Many business owners turn to a business loan in order to fulfill their financial requirements and to successfully steer their businesses in the right direction. However, especially if you’ve never taken out a loan before, it can all seem pretty confusing. You just ask the bank employee about a business loan and next thing you know they’re asking you about unsecured business loans and secured business loans. What does it all mean? Well, we’re here to tell you exactly what it means, and by the time you finish reading this piece, you should know the differences between unsecured and secured business loans and which is better for you.
The main difference
The main difference between the two is how the lender handles compensation in case of defaulting. Defaulting means not being able to make your payments as scheduled, and thus not respecting the conditions of the loan.
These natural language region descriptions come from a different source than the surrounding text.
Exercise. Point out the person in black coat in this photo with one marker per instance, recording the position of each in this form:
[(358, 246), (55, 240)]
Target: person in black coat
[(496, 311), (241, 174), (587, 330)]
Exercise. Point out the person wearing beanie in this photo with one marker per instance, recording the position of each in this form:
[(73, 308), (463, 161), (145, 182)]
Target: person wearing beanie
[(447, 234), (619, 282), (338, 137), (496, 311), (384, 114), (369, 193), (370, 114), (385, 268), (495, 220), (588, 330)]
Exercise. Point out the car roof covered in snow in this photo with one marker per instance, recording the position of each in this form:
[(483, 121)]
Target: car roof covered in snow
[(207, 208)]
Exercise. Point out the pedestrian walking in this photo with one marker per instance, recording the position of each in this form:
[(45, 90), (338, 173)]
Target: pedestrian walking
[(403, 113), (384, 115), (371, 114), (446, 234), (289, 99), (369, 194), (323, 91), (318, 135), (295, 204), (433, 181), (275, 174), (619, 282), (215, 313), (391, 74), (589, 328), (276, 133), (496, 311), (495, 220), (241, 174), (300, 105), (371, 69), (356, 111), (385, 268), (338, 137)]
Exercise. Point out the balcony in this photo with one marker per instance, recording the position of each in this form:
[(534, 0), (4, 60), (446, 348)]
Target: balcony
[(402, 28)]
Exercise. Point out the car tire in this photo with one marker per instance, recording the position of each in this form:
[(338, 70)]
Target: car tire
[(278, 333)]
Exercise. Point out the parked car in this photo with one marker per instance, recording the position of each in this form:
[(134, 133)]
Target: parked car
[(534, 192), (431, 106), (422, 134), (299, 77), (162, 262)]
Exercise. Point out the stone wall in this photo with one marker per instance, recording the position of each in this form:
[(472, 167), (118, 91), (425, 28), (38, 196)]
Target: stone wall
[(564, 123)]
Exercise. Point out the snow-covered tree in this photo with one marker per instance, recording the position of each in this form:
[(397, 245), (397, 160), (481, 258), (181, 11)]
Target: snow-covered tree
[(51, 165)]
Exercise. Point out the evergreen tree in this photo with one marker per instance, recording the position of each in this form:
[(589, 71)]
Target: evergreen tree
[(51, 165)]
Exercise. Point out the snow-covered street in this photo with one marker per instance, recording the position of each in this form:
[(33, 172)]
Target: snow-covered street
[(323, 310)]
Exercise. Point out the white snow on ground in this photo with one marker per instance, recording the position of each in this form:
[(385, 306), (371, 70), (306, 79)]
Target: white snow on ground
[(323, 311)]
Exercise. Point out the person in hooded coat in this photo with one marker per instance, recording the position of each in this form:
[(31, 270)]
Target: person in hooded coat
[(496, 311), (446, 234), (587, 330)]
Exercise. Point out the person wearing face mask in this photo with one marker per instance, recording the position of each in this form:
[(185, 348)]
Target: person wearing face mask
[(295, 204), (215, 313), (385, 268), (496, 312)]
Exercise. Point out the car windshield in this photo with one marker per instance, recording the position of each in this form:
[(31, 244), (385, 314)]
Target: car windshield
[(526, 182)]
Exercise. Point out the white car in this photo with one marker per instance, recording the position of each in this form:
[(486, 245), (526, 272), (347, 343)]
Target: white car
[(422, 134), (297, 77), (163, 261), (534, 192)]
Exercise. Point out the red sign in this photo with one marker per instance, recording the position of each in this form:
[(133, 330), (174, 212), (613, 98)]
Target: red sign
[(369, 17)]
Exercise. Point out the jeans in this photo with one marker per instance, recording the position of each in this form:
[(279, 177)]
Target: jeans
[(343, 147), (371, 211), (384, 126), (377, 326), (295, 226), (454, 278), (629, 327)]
Depending on which type of loan you went for, the lender will take a different course of action.
Unsecured business loans
If you default on unsecured small business loans, you are looking at a rough time because the lender has the right to sue you. Not only do they have the right, but they probably will since it’s a business and they don’t want to just lose the money they’ve lent to you.
If you default on a secured business loan, you will lose your collateral. What is collateral, you ask? It’s whatever you want it to be, as long as it was expensive. Basically it’s one asset or multiple assets which will be offered as a guarantee. If your credit score is bad or you have a poor financial history, a bank for instance will mostly offer you a secured loan. That’s because they don’t trust you enough for the unsecured loan.
The interest rates
The interest rate is another form of guarantee for the lender that you will pay on time and that they can trust you with their money. On top of what you borrowed, you will pay an interest rate, which is an added percentage calculated differently based on what type of interest rate you are offered (fixed or changing).
With secured loans, your business puts up collateral as a guarantee so the lender will be OK with charging you a lower interest rate. With an unsecured loan however, there’s nothing to guarantee that you will come through, so the interest rates are usually higher here.
Which business loan is better?
It’s not a matter of which is better, but rather which is better for you. If you have bad credit but need the loan, the secured loan might be a good choice for you because the interest rates are lower. If you can make sure you can pay back on time, you aren’t running the risk of losing your collateral. However in other cases an unsecured loan might be the better pick since you don’t have that pressure of losing your house for example.